The Director General also pointed to the work of OWSD's partner organization TWAS, the World Academy of Sciences: "We foster the careers of women scientists after childbirth through a component named 'scientist-after-child scheme' recently developed by TWAS with the support of Germany."
"We also contribute in strengthening the presence of women in science through the L’Oréal-UNESCO "For Women in Science Programme," she went on to say. "And I would like to seize this occasion to thank L’Oréal for their constant support to UNESCO, for this Chair as well as on many other themes. And we act as well through the Organization for Women in Science for the Developing World (OWSD), the initiative 'One million Girls in STEM' and the United Nations Inter-agency Task Team (UN – IATT) on 'Gender and Science, Technology and Innovation'."

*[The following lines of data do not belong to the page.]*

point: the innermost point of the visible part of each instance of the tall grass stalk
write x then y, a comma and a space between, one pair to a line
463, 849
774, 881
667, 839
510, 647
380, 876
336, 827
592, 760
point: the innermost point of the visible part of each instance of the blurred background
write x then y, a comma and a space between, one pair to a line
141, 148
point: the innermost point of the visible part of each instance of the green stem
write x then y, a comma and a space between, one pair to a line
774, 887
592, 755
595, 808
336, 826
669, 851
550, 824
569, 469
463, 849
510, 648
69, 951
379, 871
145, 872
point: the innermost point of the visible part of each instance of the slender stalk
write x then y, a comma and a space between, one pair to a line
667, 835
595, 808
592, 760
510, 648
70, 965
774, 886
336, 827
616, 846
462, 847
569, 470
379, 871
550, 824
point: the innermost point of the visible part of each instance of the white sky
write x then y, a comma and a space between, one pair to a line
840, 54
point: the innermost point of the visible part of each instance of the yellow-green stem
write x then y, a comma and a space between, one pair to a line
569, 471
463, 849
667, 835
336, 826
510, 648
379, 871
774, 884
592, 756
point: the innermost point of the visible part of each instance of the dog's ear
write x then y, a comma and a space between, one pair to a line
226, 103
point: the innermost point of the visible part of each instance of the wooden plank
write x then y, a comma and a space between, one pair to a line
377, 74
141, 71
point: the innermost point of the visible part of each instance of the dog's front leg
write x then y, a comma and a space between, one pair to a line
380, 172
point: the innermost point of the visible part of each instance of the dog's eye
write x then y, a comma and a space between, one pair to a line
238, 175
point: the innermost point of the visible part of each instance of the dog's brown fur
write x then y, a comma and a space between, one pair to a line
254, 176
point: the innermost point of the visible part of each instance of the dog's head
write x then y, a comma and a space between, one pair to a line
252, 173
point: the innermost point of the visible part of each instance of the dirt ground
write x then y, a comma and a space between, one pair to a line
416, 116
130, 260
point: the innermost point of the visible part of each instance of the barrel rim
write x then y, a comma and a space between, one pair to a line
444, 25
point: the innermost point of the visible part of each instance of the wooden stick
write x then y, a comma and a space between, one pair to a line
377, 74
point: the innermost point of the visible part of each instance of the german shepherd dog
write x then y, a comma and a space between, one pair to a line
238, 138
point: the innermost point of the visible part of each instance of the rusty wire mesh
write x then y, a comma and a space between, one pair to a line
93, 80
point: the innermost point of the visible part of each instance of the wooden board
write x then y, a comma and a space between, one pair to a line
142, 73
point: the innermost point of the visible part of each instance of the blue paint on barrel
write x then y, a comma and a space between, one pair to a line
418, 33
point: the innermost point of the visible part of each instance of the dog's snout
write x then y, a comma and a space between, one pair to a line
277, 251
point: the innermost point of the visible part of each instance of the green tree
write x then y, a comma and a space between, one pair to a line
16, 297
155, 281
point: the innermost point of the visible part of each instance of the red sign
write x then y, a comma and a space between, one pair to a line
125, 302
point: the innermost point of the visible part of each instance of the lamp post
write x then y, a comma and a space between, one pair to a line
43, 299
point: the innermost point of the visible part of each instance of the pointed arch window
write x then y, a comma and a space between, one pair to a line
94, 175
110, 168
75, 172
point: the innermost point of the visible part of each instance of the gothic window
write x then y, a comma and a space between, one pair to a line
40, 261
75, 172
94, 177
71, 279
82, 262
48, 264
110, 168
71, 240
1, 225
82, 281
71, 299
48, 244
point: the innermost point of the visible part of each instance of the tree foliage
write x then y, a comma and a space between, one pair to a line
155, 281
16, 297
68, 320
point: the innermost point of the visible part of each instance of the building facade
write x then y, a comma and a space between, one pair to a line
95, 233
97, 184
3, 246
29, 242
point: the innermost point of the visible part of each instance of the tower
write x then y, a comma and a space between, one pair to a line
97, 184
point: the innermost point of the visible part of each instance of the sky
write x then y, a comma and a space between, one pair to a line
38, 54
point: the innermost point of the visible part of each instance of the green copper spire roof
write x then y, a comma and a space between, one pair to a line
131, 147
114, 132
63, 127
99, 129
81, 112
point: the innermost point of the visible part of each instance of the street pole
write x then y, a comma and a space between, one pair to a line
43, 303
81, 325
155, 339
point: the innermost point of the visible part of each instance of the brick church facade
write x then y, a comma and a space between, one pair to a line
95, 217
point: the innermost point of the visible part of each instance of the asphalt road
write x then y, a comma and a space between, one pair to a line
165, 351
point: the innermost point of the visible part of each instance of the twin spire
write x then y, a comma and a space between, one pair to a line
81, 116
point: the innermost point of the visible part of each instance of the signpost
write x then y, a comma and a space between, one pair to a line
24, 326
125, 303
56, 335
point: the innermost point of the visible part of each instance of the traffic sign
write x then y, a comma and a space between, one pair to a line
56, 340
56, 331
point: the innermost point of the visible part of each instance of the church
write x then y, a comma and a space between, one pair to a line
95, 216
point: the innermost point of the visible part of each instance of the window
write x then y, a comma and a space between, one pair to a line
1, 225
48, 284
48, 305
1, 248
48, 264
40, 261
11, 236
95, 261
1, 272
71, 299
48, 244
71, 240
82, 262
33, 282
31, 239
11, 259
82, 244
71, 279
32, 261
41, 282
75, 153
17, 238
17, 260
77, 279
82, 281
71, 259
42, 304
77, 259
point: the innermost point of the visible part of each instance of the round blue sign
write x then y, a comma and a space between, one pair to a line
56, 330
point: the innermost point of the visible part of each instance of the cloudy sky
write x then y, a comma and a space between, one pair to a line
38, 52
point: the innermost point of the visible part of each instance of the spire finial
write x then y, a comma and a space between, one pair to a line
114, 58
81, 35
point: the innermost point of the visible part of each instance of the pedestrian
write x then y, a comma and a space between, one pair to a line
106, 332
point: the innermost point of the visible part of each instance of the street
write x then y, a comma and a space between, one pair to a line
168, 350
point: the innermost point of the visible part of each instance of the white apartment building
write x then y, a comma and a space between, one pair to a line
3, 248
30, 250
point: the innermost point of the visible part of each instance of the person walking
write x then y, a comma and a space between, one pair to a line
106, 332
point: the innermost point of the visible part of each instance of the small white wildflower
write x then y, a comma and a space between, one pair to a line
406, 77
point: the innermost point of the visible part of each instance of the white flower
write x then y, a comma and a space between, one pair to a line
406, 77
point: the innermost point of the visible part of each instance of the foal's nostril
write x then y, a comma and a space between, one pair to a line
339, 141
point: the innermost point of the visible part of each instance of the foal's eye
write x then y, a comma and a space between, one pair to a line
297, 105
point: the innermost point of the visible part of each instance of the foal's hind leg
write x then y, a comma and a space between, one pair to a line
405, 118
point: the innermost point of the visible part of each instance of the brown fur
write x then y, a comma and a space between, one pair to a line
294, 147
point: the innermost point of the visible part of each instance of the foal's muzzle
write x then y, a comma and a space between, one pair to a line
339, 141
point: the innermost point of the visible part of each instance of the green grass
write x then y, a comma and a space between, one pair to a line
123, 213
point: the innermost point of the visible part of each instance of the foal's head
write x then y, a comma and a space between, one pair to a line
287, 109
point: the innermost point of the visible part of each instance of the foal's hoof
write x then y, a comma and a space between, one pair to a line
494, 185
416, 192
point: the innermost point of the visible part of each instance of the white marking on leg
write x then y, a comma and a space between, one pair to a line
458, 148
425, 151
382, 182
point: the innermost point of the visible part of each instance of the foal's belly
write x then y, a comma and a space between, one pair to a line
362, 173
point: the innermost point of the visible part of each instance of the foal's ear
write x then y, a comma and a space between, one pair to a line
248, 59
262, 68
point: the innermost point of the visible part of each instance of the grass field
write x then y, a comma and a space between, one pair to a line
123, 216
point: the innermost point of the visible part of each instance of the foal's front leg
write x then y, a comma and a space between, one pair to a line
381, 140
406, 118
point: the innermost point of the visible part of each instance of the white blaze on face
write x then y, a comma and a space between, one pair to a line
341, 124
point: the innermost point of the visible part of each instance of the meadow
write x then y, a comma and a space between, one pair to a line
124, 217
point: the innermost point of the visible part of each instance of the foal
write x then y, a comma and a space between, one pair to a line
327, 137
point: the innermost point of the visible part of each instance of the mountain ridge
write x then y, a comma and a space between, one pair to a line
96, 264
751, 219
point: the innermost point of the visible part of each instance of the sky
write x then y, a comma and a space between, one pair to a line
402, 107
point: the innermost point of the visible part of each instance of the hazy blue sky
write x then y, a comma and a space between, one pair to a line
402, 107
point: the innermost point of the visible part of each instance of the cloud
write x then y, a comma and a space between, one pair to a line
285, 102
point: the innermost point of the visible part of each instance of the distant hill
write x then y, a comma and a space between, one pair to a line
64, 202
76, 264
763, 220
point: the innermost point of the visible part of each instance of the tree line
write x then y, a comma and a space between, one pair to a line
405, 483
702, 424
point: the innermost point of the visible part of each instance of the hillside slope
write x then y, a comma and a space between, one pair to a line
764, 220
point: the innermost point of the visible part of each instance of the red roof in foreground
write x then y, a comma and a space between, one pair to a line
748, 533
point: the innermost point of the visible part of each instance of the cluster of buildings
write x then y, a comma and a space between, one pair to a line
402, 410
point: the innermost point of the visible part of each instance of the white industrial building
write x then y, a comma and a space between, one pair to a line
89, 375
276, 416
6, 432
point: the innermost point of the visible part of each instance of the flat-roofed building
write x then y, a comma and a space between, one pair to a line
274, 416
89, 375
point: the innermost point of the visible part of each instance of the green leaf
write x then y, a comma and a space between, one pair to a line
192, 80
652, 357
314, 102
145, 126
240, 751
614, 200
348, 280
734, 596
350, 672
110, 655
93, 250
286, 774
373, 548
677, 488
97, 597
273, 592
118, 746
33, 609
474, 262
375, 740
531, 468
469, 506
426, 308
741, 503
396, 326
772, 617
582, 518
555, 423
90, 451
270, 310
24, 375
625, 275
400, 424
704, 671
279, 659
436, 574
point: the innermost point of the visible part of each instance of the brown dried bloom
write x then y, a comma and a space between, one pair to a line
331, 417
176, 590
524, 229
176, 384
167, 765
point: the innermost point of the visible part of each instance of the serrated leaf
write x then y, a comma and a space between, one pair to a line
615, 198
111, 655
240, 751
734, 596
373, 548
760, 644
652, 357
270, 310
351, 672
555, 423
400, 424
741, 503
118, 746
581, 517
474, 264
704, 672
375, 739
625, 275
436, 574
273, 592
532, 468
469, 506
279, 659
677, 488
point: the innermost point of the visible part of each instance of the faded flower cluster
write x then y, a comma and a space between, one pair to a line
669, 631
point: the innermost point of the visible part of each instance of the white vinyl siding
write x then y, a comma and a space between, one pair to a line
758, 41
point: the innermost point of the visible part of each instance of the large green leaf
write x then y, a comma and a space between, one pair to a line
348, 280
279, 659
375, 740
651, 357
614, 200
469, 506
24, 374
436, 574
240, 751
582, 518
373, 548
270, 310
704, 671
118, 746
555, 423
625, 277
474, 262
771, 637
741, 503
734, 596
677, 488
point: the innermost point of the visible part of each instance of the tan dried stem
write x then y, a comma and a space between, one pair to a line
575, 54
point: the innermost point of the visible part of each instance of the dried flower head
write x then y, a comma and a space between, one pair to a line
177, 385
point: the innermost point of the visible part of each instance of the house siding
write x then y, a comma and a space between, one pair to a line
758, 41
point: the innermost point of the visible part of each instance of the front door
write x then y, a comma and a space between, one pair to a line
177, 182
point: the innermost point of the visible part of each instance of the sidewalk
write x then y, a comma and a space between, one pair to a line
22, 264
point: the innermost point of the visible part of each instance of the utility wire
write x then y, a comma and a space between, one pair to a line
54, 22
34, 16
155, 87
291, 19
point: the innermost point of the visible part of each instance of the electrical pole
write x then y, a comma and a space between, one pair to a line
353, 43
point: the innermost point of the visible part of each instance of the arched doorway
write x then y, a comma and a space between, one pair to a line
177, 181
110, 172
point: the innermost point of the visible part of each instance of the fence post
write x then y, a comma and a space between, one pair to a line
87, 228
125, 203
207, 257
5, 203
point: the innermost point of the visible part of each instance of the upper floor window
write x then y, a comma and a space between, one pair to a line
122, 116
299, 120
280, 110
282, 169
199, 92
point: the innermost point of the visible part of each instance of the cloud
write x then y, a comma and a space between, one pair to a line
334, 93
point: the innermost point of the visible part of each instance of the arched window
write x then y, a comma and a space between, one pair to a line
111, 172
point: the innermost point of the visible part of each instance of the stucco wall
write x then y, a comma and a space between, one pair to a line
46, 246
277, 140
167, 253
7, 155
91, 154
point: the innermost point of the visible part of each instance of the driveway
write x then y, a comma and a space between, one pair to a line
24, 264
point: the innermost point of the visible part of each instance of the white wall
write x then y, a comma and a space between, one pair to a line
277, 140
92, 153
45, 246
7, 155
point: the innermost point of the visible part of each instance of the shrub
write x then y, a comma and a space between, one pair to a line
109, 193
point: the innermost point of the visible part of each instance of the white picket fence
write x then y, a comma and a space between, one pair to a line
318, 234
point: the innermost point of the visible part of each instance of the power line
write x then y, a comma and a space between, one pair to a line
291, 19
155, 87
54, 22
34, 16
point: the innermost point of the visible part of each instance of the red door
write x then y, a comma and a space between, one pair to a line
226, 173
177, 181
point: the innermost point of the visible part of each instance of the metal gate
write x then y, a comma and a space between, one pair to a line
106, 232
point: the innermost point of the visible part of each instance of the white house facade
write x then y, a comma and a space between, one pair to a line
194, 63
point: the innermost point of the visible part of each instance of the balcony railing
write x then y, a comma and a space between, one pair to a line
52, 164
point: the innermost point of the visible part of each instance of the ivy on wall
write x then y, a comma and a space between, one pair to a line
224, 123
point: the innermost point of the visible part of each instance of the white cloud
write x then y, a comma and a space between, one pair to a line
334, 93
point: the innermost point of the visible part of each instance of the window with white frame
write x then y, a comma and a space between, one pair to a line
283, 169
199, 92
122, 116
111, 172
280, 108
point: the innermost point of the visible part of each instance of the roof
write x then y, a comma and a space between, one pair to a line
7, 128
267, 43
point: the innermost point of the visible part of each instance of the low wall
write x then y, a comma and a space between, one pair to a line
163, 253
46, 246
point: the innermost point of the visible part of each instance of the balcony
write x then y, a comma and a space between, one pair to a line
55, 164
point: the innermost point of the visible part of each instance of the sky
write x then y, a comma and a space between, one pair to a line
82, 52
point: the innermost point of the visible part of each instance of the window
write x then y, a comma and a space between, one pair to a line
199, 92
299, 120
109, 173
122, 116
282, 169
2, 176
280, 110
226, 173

The Chair at Paris Dauphine University will be the 14th worldwide to work on the challenge of promoting women's equal participation in science, and the 25th to work on general equality more broadly. There are 811 UNESCO Chairs in total.
"With its multidisciplinary approach, with its ambition to analyze inequalities in depth, this Chair refers to UNESCO's ideal: understanding reality in order to act on it," the Director General concluded her speech. "Because it is by knowing better the reasons that explain these disparities that we can make lasting changes."
Also present at the conference were Ms. Frédérique Vidal, French Minister of Higher Education, Research and Innovation; Her Excellency Madame Véronique Roger-Lacan, Ambassador, Permanent Delegate of France to UNESCO; Mr. Patrice Geoffron, Administrator of Paris Dauphine-PSL University; and Mr. Elyès Jouini, Scientific Director of the “Women and Science” Chair.